No calculation is required for this project.

Summary of Results:

Summarize what happened. This can be in the form of a table of processed numerical data, or graphs. It could also be a written statement of what occurred during experiments.

It is from calculations using recorded data that tables and graphs are made. Studying tables and graphs, we can see trends that tell us how different variables cause our observations. Based on these trends, we can draw conclusions about the system under study. These conclusions help us confirm or deny our original hypothesis. Often, mathematical equations can be made from graphs. These equations allow us to predict how a change will affect the system without the need to do additional experiments. Advanced levels of experimental science rely heavily on graphical and mathematical analysis of data. At this level, science becomes even more interesting and powerful.


Using the trends in your experimental data and your experimental observations, try to answer your original questions. Is your hypothesis correct? Now is the time to pull together what happened, and assess the experiments you did.

Of copper, stainless steel and aluminum wire, ……….. conducts heat the best. …………… is the second best conductive and …………… has the lowest conductivity.

After you write the conclusion, write some additional information to show that you really learned the subject. This is an example:

Some materials are naturally good conductors of heat, while others are poor.

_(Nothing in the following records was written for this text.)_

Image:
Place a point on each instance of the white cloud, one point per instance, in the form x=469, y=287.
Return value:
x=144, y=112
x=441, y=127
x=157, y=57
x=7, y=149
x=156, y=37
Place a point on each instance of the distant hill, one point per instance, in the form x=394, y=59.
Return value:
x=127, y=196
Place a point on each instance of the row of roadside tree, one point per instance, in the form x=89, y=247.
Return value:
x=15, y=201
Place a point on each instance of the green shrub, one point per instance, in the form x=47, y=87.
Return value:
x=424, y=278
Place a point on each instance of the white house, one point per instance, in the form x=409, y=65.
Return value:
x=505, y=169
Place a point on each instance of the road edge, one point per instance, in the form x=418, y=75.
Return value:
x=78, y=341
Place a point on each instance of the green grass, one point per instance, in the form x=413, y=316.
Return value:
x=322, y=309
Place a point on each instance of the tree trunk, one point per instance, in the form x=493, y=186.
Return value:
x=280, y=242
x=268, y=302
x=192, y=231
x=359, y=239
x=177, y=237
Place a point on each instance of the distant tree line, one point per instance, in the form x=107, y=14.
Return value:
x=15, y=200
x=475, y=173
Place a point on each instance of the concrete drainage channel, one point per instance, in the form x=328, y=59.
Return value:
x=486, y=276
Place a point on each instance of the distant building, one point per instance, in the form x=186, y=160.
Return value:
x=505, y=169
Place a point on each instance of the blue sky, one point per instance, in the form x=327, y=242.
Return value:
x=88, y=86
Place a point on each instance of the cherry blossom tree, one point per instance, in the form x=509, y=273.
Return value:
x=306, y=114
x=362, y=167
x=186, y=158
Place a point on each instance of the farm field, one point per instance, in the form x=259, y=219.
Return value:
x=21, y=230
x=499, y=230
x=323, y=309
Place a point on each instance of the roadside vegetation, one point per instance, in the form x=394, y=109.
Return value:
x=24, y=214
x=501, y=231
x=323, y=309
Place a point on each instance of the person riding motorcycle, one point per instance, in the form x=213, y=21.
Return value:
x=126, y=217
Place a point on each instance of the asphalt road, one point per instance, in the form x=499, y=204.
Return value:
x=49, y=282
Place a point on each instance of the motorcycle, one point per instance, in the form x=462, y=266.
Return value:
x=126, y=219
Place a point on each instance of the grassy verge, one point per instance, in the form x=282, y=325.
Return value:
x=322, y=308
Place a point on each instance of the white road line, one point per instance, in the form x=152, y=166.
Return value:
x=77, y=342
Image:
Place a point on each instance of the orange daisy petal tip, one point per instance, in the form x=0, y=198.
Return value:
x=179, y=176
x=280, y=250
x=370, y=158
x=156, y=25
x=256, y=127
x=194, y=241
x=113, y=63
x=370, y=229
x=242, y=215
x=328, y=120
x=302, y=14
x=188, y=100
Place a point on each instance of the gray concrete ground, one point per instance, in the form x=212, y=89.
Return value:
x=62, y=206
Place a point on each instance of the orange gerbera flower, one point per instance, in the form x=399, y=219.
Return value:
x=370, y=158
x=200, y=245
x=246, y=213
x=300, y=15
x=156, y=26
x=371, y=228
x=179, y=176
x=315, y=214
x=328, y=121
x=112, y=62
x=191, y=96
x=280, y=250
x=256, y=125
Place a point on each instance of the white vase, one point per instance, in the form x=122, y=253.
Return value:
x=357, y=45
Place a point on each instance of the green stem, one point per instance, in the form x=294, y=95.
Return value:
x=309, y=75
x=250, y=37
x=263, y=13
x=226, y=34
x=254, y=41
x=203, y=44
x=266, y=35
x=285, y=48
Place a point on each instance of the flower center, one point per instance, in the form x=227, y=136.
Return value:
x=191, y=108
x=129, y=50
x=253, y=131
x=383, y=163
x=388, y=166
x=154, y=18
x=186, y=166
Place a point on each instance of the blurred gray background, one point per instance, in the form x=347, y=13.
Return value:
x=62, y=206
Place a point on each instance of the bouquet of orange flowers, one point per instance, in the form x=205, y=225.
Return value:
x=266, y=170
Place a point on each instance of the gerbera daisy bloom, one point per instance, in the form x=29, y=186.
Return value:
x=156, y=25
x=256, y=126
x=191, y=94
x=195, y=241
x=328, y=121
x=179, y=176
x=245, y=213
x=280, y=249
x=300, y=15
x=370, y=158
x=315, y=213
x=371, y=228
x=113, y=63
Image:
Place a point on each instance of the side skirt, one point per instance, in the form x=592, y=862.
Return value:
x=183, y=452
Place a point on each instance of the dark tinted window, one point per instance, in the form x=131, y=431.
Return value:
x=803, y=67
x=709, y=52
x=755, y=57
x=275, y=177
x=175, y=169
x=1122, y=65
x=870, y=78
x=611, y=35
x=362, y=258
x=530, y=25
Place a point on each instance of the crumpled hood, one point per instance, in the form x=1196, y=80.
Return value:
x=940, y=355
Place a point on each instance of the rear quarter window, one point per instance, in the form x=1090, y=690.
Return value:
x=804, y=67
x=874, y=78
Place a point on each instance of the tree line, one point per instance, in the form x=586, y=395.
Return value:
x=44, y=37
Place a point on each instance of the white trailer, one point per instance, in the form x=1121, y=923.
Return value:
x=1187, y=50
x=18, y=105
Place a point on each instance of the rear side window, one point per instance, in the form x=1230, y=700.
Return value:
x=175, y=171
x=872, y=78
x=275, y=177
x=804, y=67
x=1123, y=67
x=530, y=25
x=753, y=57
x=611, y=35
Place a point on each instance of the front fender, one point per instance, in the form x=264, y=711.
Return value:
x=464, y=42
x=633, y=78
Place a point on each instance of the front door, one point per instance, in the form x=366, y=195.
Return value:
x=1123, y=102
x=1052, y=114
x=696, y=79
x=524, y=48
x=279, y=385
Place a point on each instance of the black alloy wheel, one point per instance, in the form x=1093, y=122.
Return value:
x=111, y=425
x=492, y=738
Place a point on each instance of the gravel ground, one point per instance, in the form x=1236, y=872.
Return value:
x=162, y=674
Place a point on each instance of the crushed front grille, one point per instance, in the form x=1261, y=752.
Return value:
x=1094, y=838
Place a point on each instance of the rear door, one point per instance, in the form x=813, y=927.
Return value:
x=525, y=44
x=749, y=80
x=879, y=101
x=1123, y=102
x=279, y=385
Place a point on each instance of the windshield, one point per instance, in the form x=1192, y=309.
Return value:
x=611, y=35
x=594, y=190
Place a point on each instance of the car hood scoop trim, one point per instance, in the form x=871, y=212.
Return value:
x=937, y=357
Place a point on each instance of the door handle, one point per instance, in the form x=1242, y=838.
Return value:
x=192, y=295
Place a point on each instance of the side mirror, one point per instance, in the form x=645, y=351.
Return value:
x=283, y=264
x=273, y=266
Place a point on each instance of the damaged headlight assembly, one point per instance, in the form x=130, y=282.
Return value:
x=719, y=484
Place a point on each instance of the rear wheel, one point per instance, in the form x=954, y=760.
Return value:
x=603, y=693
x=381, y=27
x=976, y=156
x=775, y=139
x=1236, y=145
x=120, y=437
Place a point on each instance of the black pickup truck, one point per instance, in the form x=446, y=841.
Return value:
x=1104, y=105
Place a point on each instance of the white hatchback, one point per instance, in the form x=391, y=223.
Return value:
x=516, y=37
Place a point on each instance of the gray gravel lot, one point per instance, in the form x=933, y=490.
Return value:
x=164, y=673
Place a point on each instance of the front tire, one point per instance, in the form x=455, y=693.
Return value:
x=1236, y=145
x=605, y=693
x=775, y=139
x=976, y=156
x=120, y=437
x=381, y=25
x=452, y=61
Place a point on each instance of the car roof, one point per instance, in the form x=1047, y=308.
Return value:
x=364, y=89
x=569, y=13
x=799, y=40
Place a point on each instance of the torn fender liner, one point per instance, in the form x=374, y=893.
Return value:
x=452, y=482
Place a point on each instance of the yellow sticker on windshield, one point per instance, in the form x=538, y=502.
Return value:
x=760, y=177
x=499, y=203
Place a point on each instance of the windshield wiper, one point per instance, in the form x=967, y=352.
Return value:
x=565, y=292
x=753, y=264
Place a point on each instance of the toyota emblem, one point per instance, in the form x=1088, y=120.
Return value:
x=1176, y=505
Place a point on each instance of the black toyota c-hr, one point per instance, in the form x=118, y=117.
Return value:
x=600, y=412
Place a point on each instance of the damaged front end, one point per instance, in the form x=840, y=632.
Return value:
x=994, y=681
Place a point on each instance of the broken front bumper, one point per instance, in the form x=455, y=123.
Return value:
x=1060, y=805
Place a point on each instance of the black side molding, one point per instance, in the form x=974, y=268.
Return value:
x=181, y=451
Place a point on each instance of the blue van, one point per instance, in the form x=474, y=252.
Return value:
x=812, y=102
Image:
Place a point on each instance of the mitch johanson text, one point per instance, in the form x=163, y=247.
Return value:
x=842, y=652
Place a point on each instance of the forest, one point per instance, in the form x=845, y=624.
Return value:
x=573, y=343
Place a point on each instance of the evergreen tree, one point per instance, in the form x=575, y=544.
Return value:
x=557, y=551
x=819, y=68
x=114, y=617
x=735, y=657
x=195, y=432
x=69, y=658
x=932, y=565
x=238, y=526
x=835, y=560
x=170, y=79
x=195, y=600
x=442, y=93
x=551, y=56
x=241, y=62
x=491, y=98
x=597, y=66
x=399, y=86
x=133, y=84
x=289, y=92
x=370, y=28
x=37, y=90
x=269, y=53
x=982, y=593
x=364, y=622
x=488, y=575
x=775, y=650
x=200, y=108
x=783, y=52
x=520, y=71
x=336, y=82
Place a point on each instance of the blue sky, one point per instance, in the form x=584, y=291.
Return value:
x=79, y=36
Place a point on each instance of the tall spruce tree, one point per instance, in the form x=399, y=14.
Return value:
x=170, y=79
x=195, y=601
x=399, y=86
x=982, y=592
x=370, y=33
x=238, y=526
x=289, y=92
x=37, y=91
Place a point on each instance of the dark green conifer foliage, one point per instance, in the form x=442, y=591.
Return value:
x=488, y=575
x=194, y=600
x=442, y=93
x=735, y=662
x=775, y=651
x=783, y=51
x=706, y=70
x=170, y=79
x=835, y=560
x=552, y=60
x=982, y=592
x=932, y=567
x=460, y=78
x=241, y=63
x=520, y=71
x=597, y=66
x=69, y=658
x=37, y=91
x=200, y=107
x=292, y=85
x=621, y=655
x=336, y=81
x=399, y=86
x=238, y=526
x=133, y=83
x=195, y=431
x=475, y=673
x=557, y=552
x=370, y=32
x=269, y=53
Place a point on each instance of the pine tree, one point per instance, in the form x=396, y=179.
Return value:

Metals usually conduct heat extremely well, which explains the use of iron and copper in cooking utensils. Materials such as plastic, glass or wood do not conduct well; therefore, it is a better idea to use a wooden spoon than a metal spoon when cooking.

Related Questions & Answers:

What you have learned may allow you to answer other questions. Many questions are related. Several new questions may have occurred to you while doing experiments. You may now be able to understand or verify things that you discovered when gathering information for the project. Questions lead to more questions, which lead to additional hypothesis that need to be tested.

Possible Errors:

If you did not observe anything different than what happened with your control, the variable you changed may not affect the system you are investigating. If you did not observe a consistent, reproducible trend in your series of experimental runs there may be experimental errors affecting your results. The first thing to check is how you are making your measurements. Is the measurement method questionable or unreliable? Maybe you are reading a scale incorrectly, or maybe the measuring instrument is working erratically.

If you determine that experimental errors are influencing your results, carefully rethink the design of your experiments. Review each step of the procedure to find sources of potential errors. If possible, have a scientist review the procedure with you. Sometimes the designer of an experiment can miss the obvious.